How to make the meetings you do have better

How to make the meetings you do have better

If you're scheduling a meeting, or a series of meetings, there are a few ways to make them more productive more cost-effective:

  • Cut down on admin

    Use AI to take the work out of scheduling and managing agendas, sending invitations and reminders and recording, transcribing and sharing meeting reports.

  • Reduce numbers

    Make sure that everyone you invite really needs to be in the meeting. And let people know they can turn down an invitation if they have nothing to contribute.

  • Keep it short

    The consensus is that the ideal length of a meeting is something between 15 and 45 minutes – any longer than that and people will get bored and distracted. According to findings from zippia.com, employees are highly likely to multi-task during virtual meetings, with 55% checking email, 51% texting, 45% snacking and 39% scrolling social media.

  • Stand up

    In-person meetings where everyone stays standing cut out time used to get settled around a table. They also show respect for attendees' time and minimise distractions.

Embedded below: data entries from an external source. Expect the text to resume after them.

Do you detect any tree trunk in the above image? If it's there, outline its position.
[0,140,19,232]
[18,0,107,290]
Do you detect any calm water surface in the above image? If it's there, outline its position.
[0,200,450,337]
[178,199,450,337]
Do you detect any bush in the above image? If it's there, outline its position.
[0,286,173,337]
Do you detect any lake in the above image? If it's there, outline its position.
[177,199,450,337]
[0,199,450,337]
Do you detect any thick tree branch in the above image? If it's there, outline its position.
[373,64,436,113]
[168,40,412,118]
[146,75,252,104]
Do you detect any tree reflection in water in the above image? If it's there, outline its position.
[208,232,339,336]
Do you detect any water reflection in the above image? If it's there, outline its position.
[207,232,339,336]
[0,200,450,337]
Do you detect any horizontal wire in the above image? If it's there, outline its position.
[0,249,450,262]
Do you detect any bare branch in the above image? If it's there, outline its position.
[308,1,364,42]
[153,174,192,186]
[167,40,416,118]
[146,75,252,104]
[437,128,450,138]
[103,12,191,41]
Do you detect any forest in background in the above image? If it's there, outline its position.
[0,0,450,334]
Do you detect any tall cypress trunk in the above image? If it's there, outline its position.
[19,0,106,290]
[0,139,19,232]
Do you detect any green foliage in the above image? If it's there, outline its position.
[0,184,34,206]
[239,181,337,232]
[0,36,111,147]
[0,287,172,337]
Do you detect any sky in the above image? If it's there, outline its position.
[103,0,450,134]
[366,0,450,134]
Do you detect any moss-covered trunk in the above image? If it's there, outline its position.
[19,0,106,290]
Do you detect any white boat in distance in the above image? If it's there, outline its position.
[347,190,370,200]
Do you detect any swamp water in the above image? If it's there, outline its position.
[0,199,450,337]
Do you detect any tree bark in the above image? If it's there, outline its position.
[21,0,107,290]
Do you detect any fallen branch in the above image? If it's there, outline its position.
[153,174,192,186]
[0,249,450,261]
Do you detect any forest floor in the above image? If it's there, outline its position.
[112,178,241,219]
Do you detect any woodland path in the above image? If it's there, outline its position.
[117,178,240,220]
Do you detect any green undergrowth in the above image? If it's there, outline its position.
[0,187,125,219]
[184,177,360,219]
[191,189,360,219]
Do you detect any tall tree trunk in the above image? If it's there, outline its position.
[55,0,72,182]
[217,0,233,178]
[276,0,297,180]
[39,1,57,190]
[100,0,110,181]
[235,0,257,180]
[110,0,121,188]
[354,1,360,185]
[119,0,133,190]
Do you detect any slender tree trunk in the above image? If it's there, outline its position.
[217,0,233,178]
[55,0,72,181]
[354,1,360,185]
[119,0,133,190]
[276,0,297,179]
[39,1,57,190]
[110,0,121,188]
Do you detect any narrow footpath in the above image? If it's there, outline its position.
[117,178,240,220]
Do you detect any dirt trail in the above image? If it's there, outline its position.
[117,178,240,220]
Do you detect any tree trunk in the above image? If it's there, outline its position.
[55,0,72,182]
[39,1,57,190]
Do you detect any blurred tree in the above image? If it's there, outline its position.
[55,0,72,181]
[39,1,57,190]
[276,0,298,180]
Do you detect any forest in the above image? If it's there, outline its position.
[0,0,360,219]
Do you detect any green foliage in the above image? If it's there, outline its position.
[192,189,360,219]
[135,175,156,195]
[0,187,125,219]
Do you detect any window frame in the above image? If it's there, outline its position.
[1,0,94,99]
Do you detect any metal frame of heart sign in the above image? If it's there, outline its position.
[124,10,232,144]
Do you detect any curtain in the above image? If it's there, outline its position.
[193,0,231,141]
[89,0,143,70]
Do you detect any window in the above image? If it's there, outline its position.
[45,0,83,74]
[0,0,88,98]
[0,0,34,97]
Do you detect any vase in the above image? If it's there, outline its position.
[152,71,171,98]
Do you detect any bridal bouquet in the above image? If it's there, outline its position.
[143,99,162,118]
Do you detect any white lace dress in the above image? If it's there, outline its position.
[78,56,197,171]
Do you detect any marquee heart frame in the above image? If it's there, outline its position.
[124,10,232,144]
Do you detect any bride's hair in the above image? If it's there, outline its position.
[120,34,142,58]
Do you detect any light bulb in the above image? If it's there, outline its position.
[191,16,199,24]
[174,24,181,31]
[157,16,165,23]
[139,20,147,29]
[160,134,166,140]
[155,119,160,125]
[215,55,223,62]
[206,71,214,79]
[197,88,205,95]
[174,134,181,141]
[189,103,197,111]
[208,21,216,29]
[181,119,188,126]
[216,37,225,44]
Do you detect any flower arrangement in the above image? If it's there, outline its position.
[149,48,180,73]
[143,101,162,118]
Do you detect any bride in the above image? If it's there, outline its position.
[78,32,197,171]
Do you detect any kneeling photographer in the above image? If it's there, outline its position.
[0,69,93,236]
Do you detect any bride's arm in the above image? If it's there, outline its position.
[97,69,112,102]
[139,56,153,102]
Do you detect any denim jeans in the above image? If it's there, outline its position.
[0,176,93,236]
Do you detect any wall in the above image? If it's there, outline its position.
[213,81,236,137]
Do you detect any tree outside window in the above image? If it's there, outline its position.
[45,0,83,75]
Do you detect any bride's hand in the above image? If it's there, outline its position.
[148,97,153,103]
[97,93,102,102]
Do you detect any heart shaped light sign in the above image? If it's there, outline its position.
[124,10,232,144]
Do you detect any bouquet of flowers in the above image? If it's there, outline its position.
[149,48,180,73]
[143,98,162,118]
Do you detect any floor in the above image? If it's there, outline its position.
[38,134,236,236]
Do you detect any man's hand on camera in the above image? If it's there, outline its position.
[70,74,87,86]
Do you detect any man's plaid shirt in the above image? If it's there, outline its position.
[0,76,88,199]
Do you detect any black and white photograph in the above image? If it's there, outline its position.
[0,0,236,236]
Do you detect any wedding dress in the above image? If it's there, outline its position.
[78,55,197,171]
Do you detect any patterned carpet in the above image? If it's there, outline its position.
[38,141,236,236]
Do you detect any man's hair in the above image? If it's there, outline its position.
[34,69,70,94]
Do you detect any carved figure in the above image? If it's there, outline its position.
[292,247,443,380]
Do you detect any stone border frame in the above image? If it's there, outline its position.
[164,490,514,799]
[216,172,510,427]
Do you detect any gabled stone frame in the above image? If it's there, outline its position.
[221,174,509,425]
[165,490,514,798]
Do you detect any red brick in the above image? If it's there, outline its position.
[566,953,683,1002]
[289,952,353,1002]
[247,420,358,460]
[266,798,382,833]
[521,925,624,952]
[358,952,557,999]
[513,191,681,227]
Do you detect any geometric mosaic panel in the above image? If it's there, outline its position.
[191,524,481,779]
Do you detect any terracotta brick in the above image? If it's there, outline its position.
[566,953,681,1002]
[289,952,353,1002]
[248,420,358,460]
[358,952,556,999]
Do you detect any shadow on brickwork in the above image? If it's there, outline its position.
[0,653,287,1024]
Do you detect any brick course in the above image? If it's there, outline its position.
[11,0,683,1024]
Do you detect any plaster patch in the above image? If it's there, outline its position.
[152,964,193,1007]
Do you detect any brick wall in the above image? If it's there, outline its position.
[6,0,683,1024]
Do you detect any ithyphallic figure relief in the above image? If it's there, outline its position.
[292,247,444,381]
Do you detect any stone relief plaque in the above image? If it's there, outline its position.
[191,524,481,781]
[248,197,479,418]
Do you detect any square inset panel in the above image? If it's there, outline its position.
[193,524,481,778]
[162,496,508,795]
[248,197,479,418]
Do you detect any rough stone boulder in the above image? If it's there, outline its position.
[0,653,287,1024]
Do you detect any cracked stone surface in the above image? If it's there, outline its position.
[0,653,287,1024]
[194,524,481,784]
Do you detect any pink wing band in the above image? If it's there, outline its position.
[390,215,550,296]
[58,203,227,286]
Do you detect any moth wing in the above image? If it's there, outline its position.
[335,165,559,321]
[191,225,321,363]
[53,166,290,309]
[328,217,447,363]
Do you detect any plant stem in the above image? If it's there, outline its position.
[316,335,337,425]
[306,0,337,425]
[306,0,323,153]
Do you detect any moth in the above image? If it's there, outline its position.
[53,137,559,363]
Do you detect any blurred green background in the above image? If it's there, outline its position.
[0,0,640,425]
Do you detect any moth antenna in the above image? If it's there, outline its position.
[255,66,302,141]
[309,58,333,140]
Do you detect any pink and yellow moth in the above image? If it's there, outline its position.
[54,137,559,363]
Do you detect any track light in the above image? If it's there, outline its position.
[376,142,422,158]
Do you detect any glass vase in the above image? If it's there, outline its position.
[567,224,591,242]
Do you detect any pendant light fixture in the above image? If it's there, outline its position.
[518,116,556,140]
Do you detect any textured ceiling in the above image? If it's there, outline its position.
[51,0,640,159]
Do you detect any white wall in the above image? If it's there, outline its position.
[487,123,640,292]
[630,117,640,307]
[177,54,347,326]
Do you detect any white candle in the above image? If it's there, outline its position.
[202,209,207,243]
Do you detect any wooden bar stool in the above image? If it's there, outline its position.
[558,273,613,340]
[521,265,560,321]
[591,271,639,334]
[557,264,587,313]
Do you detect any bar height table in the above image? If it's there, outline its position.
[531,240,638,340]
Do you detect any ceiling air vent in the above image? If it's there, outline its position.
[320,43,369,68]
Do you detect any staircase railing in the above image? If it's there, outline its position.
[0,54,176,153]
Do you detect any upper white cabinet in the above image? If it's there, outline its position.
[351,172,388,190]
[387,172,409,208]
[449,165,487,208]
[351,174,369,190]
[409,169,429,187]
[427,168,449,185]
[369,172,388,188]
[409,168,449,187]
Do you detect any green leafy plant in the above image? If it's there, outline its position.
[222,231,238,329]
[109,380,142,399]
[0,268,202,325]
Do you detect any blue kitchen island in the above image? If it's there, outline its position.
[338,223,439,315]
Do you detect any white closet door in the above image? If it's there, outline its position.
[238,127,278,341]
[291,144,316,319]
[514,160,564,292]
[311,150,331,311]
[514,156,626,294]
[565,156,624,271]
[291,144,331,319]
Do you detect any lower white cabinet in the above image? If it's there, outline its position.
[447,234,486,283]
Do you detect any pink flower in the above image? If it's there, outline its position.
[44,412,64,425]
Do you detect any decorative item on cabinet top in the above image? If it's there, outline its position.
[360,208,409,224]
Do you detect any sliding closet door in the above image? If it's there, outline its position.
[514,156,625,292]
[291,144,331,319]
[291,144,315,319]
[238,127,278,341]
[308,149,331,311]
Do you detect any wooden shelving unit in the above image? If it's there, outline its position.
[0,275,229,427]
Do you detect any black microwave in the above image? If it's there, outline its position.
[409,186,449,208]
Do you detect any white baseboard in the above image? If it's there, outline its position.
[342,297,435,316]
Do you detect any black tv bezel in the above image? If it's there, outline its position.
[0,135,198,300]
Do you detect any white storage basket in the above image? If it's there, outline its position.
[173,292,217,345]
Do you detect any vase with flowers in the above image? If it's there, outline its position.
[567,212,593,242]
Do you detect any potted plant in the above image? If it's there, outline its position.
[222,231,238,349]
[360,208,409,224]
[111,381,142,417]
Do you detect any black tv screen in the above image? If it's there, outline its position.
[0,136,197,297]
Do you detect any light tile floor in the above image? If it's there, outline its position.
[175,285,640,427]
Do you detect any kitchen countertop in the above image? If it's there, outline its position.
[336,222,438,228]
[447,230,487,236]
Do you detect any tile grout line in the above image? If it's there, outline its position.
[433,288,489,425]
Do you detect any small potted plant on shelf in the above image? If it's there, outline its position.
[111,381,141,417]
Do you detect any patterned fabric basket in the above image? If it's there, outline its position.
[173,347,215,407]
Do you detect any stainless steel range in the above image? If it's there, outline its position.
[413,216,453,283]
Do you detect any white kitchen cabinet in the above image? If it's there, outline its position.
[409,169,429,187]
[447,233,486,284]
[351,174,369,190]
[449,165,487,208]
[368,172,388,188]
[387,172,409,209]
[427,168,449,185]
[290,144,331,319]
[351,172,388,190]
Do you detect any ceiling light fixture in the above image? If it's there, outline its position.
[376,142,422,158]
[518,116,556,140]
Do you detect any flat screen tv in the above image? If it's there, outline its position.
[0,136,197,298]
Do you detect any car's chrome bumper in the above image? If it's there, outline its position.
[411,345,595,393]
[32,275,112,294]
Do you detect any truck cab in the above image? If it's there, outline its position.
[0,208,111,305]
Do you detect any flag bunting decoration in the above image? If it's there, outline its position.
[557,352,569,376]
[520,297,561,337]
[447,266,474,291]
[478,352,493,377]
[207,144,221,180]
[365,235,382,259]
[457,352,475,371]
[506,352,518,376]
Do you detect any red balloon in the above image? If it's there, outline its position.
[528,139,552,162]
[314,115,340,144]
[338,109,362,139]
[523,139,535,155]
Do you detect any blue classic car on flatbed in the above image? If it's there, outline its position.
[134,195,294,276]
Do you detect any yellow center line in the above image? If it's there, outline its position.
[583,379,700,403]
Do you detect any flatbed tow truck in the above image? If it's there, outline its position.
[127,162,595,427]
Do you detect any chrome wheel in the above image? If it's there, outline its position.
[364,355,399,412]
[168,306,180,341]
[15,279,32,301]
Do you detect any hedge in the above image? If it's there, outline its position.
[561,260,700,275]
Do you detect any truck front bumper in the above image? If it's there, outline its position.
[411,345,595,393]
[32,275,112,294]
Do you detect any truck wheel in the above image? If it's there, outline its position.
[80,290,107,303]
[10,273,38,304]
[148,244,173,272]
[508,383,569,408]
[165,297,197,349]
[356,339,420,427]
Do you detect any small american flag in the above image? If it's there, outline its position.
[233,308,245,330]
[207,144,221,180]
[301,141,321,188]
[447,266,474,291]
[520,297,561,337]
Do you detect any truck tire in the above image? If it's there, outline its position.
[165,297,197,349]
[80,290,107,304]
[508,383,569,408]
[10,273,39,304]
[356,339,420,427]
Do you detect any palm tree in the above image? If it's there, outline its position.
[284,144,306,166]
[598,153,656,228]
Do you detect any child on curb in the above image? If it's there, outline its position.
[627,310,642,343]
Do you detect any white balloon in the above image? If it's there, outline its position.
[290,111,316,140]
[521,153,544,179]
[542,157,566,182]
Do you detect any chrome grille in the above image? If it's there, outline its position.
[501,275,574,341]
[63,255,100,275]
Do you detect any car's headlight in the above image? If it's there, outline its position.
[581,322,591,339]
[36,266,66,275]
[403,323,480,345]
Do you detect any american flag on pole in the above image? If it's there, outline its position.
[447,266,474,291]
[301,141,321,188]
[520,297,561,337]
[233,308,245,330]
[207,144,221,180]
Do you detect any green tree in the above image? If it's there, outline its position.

  • Shorter speaking windows

    Giving contributors a time limit to make their point will cut down the overall length of the meeting and help make sure that no one dominates.

  • Try tech enhancements

    Virtual meetings can suffer from attendees being distracted and suffering from screen fatigue. That's why companies are enhancing their meetings by using virtual reality (VR) to give people working remotely a feeling of real in-the-room presence in meetings.

  • Stick to the agenda

    Don't go off on tangents or use the meeting as an excuse to micro-manage attendees

  • Gather and use feedback

    Ask people how relevant, important or valuable the meeting has been. And find out if they have any suggestions for change that will make meetings more engaging and productive.